PubMed ID: 23175793
Author(s): Kong J, Klein BE, Klein R, Lee KE, Wahba G. Using distance correlation and SS-ANOVA to assess associations of familial relationships, lifestyle factors, diseases, and mortality. Proc Natl Acad Sci U S A. 2012 Dec 11;109(50):20352-7. doi: 10.1073/pnas.1217269109. Epub 2012 Nov 21. Erratum in: Proc Natl Acad Sci U S A. 2013 Aug 13;110(33):13691. PMID 23175793
Journal: Proceedings Of The National Academy Of Sciences Of The United States Of America, Volume 109, Issue 50, Dec 2012
We present a method for examining mortality as it is seen to run in families, and lifestyle factors that are also seen to run in families, in a subpopulation of the Beaver Dam Eye Study. We observe that pairwise distance between death age in related persons is on average less than pairwise distance in death age between random pairs of unrelated persons.
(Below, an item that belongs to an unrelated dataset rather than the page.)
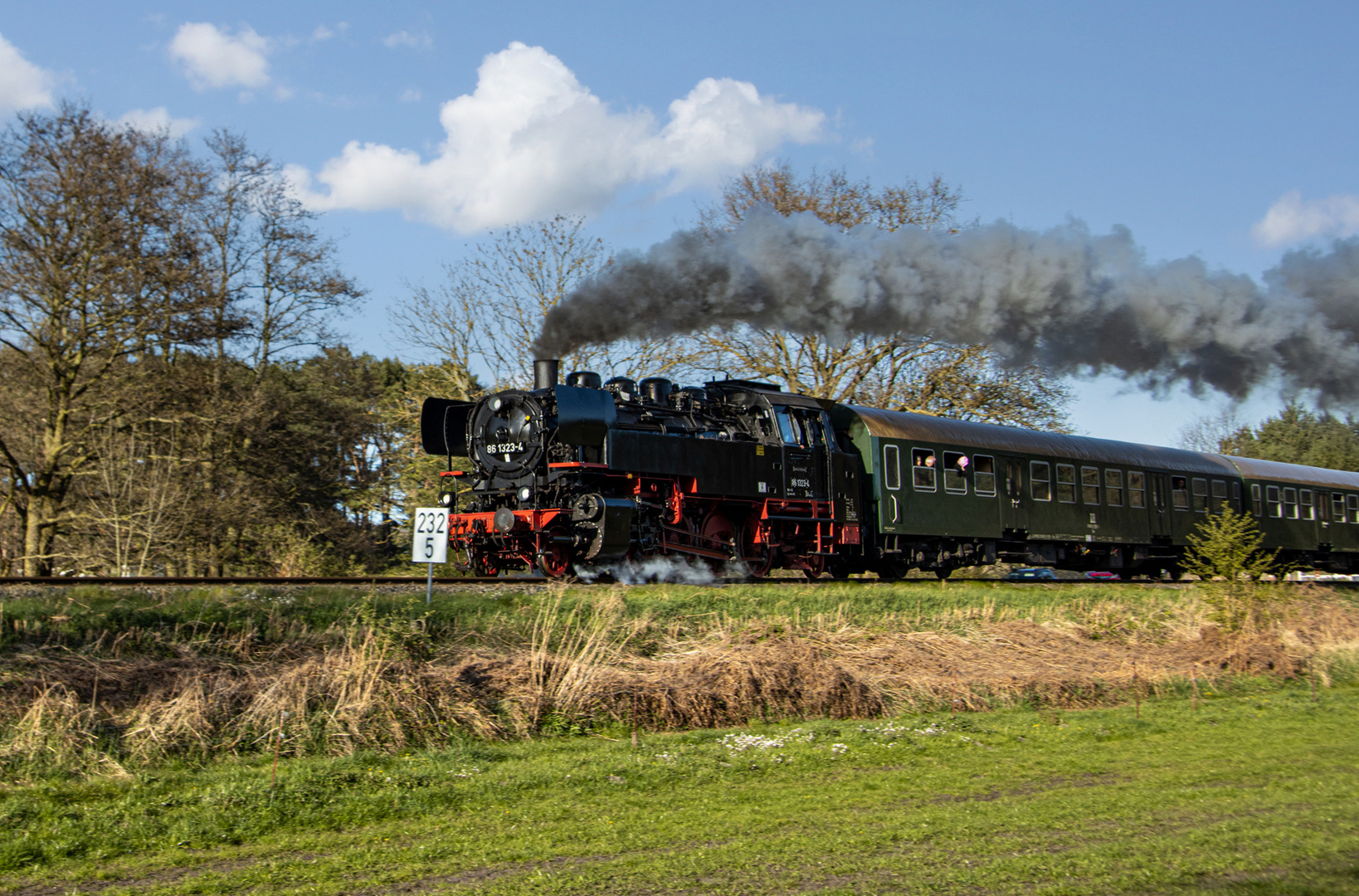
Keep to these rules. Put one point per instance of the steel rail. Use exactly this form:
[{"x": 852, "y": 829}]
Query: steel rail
[{"x": 536, "y": 579}]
Our goal is to examine the hypothesis that pairwise differences in lifestyle factors correlate with the observed pairwise differences in death age that run in families. Szekely and Rizzo [Szekely GJ, Rizzo ML (2009) Ann Appl Stat 3(4): 1236-1265] have recently developed a method called distance correlation, which is suitable for this task with some enhancements. We build a Smoothing Spline ANOVA (SS-ANOVA) model for predicting death age based on four major lifestyle factors generally known to be related to mortality and four major diseases contributing to mortality, to develop a lifestyle mortality risk vector and a disease mortality risk vector. We then examine to what extent pairwise differences in these scores correlate with pairwise differences in mortality as they occur between family members and between unrelated persons. We find significant distance correlations between death ages, lifestyle factors, and family relationships. Considering only sib pairs compared with unrelated persons, distance correlation between siblings and mortality is, not surprisingly, stronger than that between more distantly related family members and mortality. The methodological approach here adapts to exploring relationships between multiple clusters of variables with observable (real-valued) attributes, and other factors for which only possibly nonmetric pairwise dissimilarities are observed.